Tomorrow will mark 19 years since I departed Australia for the steamy climes of Papua New Guinea to hike the infamous Kokoda Track with my brother and sister (pictured). The Track (or Trail as it is also commonly known) is a narrow footpath (or more correctly a dirt track cut through the jungle) traversing the Owen Stanley range which, depending on where you terminate the hike is about 100 kilometres in length and I have been led to believe is the only way from Port Moresby across the range to the north coast (although I may be mistaken in that belief). If walking from Ower’s Corner at the southern end you will most likely finish your walk at Kokoda Village on the north-side of the range from where you will be able to catch an airplane back to Port Moresby. It is green, steamy, moist, muddy, precipitous mountainside and precarious jungle most of the way and owes it’s fame as one of the world’s great hikes to the vicious, desperate clash of arms which took place along it’s length from August to November 1942.
The Japanese Army, advancing from bases on the north coast of Papua clashed with Australian Militia and Army in a series of battles, ambush’s and skirmishes across the width of the range. The Australian’s, supply line stretched to breaking point and significantly outnumbered fell back across the mountains, screening Port Moresby and delaying the Japanese advance to the point of exhaustion. Reverses elsewhere saw the Japanese eventually abandon their quest to capture the capital and they were harassed and harried by fresh Australian troops as they retreated headlong into the mountains, desperately trying to regain the relative safety of their northern strongholds. These beachheads were eventually reduced in late 1942 and early 1943 and the defending garrisons annihilated and the Japanese Empire lost it’s toehold in Papua.

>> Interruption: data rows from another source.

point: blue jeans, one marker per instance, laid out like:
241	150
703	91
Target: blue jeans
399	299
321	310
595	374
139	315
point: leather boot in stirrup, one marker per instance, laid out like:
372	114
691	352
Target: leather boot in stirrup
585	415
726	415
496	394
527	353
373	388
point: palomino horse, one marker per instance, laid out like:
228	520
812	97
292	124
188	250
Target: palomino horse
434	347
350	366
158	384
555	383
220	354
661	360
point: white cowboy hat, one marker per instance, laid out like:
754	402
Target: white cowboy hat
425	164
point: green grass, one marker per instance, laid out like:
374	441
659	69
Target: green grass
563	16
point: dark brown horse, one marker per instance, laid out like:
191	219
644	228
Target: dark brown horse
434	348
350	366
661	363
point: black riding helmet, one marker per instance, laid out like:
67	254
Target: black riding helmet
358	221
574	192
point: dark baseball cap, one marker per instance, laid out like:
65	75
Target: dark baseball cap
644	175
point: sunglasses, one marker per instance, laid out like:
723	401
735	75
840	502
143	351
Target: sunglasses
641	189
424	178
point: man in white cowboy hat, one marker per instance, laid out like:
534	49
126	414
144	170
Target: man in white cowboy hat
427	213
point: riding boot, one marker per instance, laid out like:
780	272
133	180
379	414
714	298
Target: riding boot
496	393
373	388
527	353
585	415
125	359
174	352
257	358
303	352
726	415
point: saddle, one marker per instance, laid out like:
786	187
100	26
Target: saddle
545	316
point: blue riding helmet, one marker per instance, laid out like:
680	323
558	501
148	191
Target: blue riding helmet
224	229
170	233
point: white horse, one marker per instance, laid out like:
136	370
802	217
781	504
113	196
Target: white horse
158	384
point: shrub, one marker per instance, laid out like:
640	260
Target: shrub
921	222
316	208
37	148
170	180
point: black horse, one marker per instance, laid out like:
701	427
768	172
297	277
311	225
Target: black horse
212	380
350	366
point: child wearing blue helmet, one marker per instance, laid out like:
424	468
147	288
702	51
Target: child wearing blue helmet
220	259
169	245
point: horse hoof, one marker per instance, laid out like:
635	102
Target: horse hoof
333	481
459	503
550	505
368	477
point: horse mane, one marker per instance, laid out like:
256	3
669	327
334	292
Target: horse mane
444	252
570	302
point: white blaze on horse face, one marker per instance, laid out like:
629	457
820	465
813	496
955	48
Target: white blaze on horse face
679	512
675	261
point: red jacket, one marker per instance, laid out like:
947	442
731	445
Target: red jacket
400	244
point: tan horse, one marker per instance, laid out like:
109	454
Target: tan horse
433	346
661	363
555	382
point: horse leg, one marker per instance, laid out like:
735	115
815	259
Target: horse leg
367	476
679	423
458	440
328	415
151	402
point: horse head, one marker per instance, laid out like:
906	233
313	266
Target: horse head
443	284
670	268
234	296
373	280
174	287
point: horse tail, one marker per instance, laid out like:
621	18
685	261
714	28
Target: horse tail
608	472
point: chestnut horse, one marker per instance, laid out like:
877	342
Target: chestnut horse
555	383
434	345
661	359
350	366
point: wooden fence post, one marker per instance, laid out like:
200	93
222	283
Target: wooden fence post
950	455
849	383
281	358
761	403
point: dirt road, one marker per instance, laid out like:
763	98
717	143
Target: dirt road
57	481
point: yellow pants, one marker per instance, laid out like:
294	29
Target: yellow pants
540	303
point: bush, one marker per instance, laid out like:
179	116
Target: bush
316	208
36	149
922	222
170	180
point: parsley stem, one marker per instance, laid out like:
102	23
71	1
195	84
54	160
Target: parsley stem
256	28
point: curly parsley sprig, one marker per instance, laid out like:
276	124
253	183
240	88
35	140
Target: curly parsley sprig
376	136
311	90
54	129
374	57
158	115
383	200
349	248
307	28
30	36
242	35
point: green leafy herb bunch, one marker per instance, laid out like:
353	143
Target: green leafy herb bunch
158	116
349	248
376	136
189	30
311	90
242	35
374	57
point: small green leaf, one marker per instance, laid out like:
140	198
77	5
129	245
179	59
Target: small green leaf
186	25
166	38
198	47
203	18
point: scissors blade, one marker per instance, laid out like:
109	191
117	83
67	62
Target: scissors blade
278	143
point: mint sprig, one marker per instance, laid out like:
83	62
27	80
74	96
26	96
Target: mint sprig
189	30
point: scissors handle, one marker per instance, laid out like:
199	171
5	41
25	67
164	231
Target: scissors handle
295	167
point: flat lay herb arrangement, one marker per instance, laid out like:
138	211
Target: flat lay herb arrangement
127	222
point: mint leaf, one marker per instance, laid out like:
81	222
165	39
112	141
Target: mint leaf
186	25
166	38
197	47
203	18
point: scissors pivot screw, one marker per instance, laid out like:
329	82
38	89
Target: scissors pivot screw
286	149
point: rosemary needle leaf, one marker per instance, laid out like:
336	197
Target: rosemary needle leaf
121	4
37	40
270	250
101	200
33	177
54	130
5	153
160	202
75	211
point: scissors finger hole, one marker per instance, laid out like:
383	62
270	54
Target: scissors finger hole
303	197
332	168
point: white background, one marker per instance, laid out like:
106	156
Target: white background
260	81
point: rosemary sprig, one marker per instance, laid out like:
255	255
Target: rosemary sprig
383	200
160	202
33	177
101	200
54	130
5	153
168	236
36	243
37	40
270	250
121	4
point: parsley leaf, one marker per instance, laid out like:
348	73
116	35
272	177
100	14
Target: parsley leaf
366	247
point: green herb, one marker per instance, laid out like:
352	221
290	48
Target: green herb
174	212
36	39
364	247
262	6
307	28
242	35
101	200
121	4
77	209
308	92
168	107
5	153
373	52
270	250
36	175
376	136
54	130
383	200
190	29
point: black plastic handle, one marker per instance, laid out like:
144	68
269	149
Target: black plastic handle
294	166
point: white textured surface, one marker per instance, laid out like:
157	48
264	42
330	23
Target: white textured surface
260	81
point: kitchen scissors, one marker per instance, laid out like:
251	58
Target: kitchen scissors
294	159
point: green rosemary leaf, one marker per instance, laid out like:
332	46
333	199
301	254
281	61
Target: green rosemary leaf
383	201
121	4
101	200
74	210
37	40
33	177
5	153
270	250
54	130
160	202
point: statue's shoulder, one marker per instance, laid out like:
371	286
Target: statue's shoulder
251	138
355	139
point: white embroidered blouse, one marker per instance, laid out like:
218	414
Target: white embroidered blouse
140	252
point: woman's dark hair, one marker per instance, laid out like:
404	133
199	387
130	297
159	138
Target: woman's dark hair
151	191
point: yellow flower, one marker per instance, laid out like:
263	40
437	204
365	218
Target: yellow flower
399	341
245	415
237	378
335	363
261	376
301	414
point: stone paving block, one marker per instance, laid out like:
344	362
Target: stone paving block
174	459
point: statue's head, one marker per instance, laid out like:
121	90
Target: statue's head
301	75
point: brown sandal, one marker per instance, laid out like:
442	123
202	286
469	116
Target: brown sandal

All that remains today is the Track, it’s detritus and ghosts and the people who live along it trying to eke out a very basic existence which most of us could never imagine experiencing in this day and age. And, of course, there are the Trekkers.
The Kokoda Track has for evermore attracted hikers from all over the world although of course as one can imagine, most of these hardy souls come from Australia, following in the footsteps of countrymen they never knew and testing their stamina and endurance for reasons known only to themselves. I even met a Japanese veteran in Efogi Village on my crossing.
I suppose there is a risk and Papua New Guinea has it’s dangers but you judge those risks and take your chance if you dare. Hiking companies who run guided tours on the Kokoda Track are very well organised and can get you across the mountains safely and in good order.
In 1998 there were about 500 people walking the Track every year. That has risen to 2000 a year almost 20 years later. It’s good business for the locals who, in a region which was suffering an unemployment rate of 80% in 1998, are employed as guides and porters by many travel companies. Having such large numbers on the range has certainly caused some cultural discomfort over the years and everything on the Track is owned by someone and they expect something from the tourists who are continually appearing in their villages, using their facilities and being protected from nee’r do wells who habitually stalk unwary and unprepared hikers on it’s length. Local land owners have from time to time “closed” the Track, demanding compensation for permitting trekkers to use it but these protests have never seemed to last long. The benefits of having well off Australians throwing a bit of cash around the population more than likely sees any cultural offence quickly forgotten or at least ignored.
I hadn’t realised it was the 19th anniversary of my trip to Papua New Guinea until I started writing this post. I recently stumbled upon an article about another campaign fought by Australian soldiers in New Guinea a year after the Kokoda campaign, this one in the Finisterre Range which culminated in a very hard fight for a 6 kilometre long, razorback feature named by Australian forces “Shaggy Ridge”. Ironically, many men who fought on the Kokoda Track were present at the capture of Shaggy Ridge and it is an epic of Australian arms although largely forgotten today.
As I “googled” the campaign many photos of the Ridge during the campaign and notably from more modern days were returned. It appears you can do a 6 day hike from Lae to Nadzab which climbs Shaggy Ridge and I must say it piqued my interest. I always swore I would never go back to Papua New Guinea but a hike to Shaggy Ridge, bearing in mind my much advanced age when compared to my previous visit, could be an enjoyable trip.
Would I like to do it? Yes. Am I likely to do it? Probably not. The hike itself would not be a problem, I’m sure I could fit enough to handle it. I just don’t like flying and it would take two flights, one from Moresby to Lae and another back again to do the trip. Flying in Australia is nerve wracking enough for me but flying in a country noted for it’s aircraft accident rate hardly inspires me to drag out my old backpack and start training. Also. I doubt I could drag out any old traveling companions to accompany me and I’m not likely to venture to PNG without a mate or two to hold my hand.
Ah, pipe dreams. We all have them and perhaps it keeps us breathing. If nothing else the images of Shaggy Ridge have reminded me of another part of my life when I ventured to PNG to walk in the footsteps of better men than me who gave their all. Nice memories to have and a nice life I have enjoyed.